Clamshells for varieties, such as Sugrasixteen, (Sable Seedless), are preferred by some U.S. and Canadian retailers, says Marguleas. “It helps them tell the flavor story, and enables them to differentiate the variety’s premium price point,” he explains. “We recommend a consistent blend of bagged red, black and white seedless grapes, with specialty offerings differentiated in clamshells.”
“Nothing is more inviting to consumers once they reach the store than a big, beautiful, multi-variety, multi-color display of California grapes,”— Jeff Cardinale, California Table Grape Commission
Pandol offers a word of warning on packaging; preferring bags with modest or no graphics. “Clamshells, either traditional or top seal, reduce the tasting of grapes,” he points out. “U.S. customers like to taste their grapes before they buy.”
For this reason, Price Chopper only offers grapes in bags. “Grapes are self-demoing; if you can try them, you will buy them,” affirms Budny. “It goes back to the quality and eating experience. A customer that is unsure can try one, and that’s the sell.”

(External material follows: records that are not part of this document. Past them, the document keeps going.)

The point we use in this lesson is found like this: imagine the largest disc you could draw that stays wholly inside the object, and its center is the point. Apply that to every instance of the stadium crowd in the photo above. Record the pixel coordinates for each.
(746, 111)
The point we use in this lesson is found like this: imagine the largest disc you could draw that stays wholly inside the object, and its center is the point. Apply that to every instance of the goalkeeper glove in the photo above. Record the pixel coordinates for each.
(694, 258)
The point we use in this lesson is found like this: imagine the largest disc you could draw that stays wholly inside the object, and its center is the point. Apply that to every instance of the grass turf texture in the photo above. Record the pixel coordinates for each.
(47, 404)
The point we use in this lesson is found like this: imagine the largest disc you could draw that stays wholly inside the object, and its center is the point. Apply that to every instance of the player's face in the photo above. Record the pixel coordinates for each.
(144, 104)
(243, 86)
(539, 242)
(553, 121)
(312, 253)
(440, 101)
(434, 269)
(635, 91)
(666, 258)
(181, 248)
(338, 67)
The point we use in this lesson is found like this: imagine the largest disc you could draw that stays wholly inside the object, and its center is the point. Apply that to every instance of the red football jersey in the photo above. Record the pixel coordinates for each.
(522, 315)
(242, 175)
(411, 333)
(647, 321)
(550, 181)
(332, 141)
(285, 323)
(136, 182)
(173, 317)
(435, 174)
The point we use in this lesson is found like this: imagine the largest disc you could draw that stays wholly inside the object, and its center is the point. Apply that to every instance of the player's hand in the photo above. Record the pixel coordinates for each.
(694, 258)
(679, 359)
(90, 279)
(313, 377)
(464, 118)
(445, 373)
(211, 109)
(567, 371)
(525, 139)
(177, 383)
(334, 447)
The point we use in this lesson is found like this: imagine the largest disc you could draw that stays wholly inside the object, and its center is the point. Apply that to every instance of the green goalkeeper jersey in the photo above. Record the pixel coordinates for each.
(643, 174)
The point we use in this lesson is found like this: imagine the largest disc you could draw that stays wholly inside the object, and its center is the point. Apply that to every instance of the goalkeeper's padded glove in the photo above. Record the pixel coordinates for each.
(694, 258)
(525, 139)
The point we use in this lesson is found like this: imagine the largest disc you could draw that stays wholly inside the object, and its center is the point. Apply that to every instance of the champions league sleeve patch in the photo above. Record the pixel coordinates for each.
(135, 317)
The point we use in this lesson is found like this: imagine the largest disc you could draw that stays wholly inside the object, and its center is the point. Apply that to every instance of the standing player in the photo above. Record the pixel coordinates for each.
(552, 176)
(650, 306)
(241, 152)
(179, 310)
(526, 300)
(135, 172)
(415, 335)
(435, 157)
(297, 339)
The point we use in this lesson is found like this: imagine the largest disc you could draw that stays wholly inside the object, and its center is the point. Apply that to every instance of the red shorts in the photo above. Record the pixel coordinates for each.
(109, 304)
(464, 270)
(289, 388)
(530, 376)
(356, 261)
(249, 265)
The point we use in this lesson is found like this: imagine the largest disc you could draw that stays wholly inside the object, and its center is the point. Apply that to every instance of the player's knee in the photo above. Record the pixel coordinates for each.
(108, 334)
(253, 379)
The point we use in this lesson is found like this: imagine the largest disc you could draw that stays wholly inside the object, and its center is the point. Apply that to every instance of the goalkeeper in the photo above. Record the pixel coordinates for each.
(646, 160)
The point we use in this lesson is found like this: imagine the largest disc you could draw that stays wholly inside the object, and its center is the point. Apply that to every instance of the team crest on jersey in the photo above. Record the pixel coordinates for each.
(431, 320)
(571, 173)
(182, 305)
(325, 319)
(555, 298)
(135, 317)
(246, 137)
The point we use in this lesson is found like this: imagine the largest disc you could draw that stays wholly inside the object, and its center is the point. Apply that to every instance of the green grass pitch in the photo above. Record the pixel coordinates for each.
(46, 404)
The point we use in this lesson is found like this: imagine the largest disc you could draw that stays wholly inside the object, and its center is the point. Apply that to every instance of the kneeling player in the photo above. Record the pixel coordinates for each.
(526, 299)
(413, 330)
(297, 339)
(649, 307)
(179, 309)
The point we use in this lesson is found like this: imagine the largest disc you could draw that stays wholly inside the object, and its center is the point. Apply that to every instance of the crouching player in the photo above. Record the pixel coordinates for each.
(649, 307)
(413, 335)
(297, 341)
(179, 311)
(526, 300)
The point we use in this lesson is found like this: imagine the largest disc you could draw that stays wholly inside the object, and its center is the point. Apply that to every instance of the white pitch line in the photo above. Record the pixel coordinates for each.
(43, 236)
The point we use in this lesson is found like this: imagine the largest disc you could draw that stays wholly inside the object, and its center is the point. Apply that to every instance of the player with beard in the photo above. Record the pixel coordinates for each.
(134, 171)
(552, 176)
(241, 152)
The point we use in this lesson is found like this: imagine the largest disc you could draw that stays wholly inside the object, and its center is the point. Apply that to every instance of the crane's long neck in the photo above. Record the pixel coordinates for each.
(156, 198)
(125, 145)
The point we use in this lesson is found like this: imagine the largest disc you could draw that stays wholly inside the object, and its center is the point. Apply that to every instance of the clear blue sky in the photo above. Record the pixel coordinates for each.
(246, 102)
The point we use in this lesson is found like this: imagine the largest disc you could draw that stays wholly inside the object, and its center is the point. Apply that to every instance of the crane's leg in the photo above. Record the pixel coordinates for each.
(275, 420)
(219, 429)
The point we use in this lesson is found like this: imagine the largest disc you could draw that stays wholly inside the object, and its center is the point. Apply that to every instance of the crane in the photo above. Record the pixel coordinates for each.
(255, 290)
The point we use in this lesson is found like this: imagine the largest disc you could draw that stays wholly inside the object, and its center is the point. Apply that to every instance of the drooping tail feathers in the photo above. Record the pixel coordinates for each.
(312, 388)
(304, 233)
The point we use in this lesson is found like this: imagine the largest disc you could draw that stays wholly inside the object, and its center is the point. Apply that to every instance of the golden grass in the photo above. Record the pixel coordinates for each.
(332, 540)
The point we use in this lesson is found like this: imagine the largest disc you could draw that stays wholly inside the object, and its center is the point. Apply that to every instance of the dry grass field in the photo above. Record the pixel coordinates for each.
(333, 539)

Given the importance of tasting, educational demonstrations are recommended for newer varieties. “For some new varieties the retailers are doing in-store demos to introduce the flavor,” says Rossi of Fresh Farms. “Ultimately, this will be a big help to our industry; shoppers will get a taste, and the grapes will sell themselves.”
CTGC’s Cardinale agrees sampling is a good promotional strategy for California grapes. “It gives consumers a chance to taste the goodness of California grapes, enticing them to buy even more,” he says.
United Supermarkets also considers demos to be worthwhile noting its shoppers are looking for great quality grapes at a fair price. “Any time you can get a great quality item into the guests’ mouth, it is beneficial, because most of the time they will buy it,” says Bunting. “Our shoppers tend to like the large-sized grapes that look and eat amazingly well.”